NOTE 1: it require you to have similar amount of nodes in both clusters
NOTE 2: no need for the same datacenter\rack cfg\ip address
2. Deploy docker based setup according to HW configuration. Total amount of nodes should be equal to total amount of nodes at old cluster. On new cluster deploy exact schema that were deployed on old cluster.
3. Stop new cluster.
within every node data folder of OLD cluster you would have following folders:
system
system_traces
…
NOTE: do not touch system* tables.
4. Under folder /your/cassandra/data-folder/your-keyspace
you should have set of folders corresponding to that keyspace under which data is stored.

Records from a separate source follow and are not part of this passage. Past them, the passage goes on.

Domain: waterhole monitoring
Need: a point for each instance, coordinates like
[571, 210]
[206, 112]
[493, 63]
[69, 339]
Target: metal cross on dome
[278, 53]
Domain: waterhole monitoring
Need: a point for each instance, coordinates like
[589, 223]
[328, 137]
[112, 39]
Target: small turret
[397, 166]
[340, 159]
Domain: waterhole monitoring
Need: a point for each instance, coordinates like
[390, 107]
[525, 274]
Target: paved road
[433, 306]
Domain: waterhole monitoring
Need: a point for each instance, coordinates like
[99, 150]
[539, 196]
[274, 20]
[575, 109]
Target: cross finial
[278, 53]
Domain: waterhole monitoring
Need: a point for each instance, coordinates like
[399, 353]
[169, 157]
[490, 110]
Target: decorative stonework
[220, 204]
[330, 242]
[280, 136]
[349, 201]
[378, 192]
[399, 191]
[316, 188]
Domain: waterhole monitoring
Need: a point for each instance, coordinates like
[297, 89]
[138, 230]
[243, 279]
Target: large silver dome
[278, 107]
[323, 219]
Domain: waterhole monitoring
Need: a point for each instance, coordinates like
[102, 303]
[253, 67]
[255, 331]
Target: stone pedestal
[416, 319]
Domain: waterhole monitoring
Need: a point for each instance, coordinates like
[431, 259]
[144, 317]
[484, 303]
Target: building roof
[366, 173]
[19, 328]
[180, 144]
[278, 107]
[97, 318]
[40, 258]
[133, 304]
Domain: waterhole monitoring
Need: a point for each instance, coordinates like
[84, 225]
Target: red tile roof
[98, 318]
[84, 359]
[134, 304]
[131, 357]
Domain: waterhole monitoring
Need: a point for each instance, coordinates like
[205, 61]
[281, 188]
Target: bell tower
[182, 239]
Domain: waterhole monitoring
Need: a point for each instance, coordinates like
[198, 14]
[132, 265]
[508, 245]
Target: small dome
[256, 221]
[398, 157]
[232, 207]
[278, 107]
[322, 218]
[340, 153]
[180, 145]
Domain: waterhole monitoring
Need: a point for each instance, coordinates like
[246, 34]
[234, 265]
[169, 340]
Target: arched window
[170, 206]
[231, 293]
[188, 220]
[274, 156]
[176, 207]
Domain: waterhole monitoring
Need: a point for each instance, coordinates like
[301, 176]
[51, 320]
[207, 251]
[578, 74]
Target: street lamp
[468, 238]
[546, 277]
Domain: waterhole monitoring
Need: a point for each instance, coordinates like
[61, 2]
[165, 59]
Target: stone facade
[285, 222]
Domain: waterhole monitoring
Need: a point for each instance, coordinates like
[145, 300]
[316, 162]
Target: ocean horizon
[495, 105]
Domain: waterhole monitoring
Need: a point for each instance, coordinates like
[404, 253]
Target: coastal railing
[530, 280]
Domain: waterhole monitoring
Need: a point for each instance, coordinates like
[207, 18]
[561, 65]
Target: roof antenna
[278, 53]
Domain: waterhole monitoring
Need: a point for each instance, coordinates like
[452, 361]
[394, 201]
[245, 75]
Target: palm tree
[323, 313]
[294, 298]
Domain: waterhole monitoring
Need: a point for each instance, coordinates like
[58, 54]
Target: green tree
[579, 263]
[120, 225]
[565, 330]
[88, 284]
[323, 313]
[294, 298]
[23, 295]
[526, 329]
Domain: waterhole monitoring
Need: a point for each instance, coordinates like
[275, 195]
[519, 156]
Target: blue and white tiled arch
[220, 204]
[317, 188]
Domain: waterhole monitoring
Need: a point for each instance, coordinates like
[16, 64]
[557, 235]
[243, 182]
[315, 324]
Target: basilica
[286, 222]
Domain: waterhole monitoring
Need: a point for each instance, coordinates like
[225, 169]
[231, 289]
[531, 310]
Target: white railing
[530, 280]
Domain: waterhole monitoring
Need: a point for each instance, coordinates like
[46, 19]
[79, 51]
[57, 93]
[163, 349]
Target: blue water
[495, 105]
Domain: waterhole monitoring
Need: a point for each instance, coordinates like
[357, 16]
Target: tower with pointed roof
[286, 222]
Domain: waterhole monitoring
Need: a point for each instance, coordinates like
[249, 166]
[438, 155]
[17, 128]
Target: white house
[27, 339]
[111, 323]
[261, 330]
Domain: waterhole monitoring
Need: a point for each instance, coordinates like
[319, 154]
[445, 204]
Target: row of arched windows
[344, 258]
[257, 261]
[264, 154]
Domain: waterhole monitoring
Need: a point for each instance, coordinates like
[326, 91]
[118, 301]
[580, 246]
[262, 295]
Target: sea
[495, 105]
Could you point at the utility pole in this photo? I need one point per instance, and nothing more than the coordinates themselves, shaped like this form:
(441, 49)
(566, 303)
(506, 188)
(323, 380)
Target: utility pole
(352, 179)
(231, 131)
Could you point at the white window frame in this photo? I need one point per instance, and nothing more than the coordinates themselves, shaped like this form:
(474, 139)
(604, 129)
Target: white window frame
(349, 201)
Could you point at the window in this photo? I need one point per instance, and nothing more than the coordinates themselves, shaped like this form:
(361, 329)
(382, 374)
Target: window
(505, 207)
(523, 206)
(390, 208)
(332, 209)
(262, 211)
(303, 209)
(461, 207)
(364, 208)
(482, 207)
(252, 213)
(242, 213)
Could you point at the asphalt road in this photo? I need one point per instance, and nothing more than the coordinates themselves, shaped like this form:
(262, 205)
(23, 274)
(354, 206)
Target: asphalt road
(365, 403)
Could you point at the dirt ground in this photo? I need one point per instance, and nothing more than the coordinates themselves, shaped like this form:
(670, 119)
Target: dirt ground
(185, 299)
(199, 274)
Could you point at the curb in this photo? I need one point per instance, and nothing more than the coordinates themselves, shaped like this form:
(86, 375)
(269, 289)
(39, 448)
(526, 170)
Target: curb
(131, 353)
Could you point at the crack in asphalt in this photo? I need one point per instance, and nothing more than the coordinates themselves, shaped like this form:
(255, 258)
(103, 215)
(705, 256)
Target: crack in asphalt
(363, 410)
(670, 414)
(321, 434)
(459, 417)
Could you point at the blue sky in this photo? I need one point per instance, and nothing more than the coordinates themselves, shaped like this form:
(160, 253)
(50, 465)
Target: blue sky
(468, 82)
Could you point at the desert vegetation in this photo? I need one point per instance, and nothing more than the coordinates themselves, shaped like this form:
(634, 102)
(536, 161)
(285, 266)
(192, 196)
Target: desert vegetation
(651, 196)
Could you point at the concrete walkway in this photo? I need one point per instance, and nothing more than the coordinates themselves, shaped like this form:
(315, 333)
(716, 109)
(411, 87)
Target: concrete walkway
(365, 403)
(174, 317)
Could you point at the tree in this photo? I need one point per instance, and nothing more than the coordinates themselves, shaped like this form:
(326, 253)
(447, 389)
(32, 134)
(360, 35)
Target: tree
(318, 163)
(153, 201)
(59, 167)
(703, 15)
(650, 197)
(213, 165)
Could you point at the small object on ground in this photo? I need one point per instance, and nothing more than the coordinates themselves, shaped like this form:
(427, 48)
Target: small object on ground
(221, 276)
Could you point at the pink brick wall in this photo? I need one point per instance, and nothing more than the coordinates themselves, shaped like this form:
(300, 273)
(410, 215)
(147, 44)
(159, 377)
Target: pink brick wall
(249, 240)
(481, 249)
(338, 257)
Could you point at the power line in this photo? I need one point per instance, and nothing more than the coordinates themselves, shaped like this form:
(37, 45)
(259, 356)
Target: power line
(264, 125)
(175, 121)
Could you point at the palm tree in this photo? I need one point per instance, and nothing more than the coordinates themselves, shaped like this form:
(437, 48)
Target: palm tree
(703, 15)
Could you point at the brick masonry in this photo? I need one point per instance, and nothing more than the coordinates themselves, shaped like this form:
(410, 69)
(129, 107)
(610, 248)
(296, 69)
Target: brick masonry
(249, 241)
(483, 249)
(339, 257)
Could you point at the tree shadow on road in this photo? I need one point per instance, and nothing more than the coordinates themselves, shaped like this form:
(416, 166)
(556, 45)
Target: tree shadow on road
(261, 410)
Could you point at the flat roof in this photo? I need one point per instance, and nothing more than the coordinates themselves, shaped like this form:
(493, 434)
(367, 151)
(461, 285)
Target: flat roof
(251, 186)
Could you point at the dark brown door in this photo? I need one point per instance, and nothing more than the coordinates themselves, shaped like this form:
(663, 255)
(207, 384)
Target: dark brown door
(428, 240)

5. You have to copy content of this folder (*.db, *.sha1, *.txt) for every node from OLD cluster to corresponding folder of NEW node cluster in. UUID WILL be different.
I.e. old cluster, node 1 to new cluster, node 2:
data copy example
scp /old/cluster/cassandra-folder/data/your-keyspace/your-table-e31522b0e2d511e6967a67ec03b4d2b5/*.* user@:ip/new/cluster/cassandra-folder/data/your-keyspace/your-table-c56f4dd0e61011e6af481f6740589611/
6. Migrated node of OLD cluster must be stopped OR you have to use `nodetool drain` for processed node to have all data within sstables ~ data folders.
Performance monitoring:
- general system overview: atop or htop
- Be sure that you understand memory reporting.
- JMX based monitoring: jconsole
- Jconsole connection string: service:jmx:rmi:///jndi/rmi://:/jmxrmi
- dstat network & disk io
- strace – show every system call. slow down. can connect to running.
- netstat -tunapl | lsof -i -P – network\ports per process
- docker stats – reports cpu\mem\io for container
- perf + perf-map-agent for java monitoring:
for example cache miss, more there:
perf stat -e L1-dcache-load-misses
Articles that I find usefull:
- Brief explanation about docker: https://www.plesk.com/blog/docker-containers-explained/
- Cassandra internals, great and brief: https://uberdev.wordpress.com/2015/11/29/cassandra-developer-certification-study-notes-write-path/
- Cassandra, great intro: https://www.infoq.com/articles/cassandra-mythology
- Cassandra read performance: http://shareitexploreit.blogspot.ae/2012/09/cassandra-read-performance.html
- Nodetool, man: https://wiki.apache.org/cassandra/NodeTool
- Visualization of cassandra stress tool: http://thelastpickle.com/blog/2015/10/23/cassandra-stress-and-graphs.html
- Examples of configuration file for stress tool for custom schemas: https://gist.github.com/tjake/fb166a659e8fe4c8d4a3
- Cassandra performance tuning: http://www.tanzirmusabbir.com/2013/06/cassandra-performance-tuning.html
- Cassandra performance tuning: http://jonathanhui.com/cassandra-performance-tuning-and-monitoring
- Famous post from netflix’s experiments with cassandra: http://techblog.netflix.com/2011/11/benchmarking-cassandra-scalability-on.html
- Cassandra performance tuning: https://tobert.github.io/pages/als-cassandra-21-tuning-guide.html
- Famous million writes benchmarks: http://www.datastax.com/1-million-writes
- Cassandra performance tuning, comparison what is affect performance more and what is less: https://www.javacodegeeks.com/2015/02/apache-cassandra-low-latency-applications.html
- Sstable explained: http://wiki.apache.org/cassandra/ArchitectureSSTable
- How data is read from cassandra: https://docs.datastax.com/en/cassandra_win/3.0/cassandra/dml/dmlAboutReads.html
- Screen reference: http://aperiodic.net/screen/quick_reference
- which centos am I using: https://linuxconfig.org/how-to-check-centos-version
- docker misconfiguration – http://techblog.newsweaver.com/cleaning-up-device-mappings-after-docker-daemon-death/
- change location of docker var lib folder: https://linuxconfig.org/how-to-move-docker-s-default-var-lib-docker-to-another-directory-on-ubuntu-debian-linux
*cassandra has only single drawback – it have no idea of your data model, whether you configure your data schema correctly, what is your load patterns. That why you have to dive in wonderland of controversial recommendations in blogposts like that one instead of thoroughly read documentations first.
P. S. do not believe anyone, measure!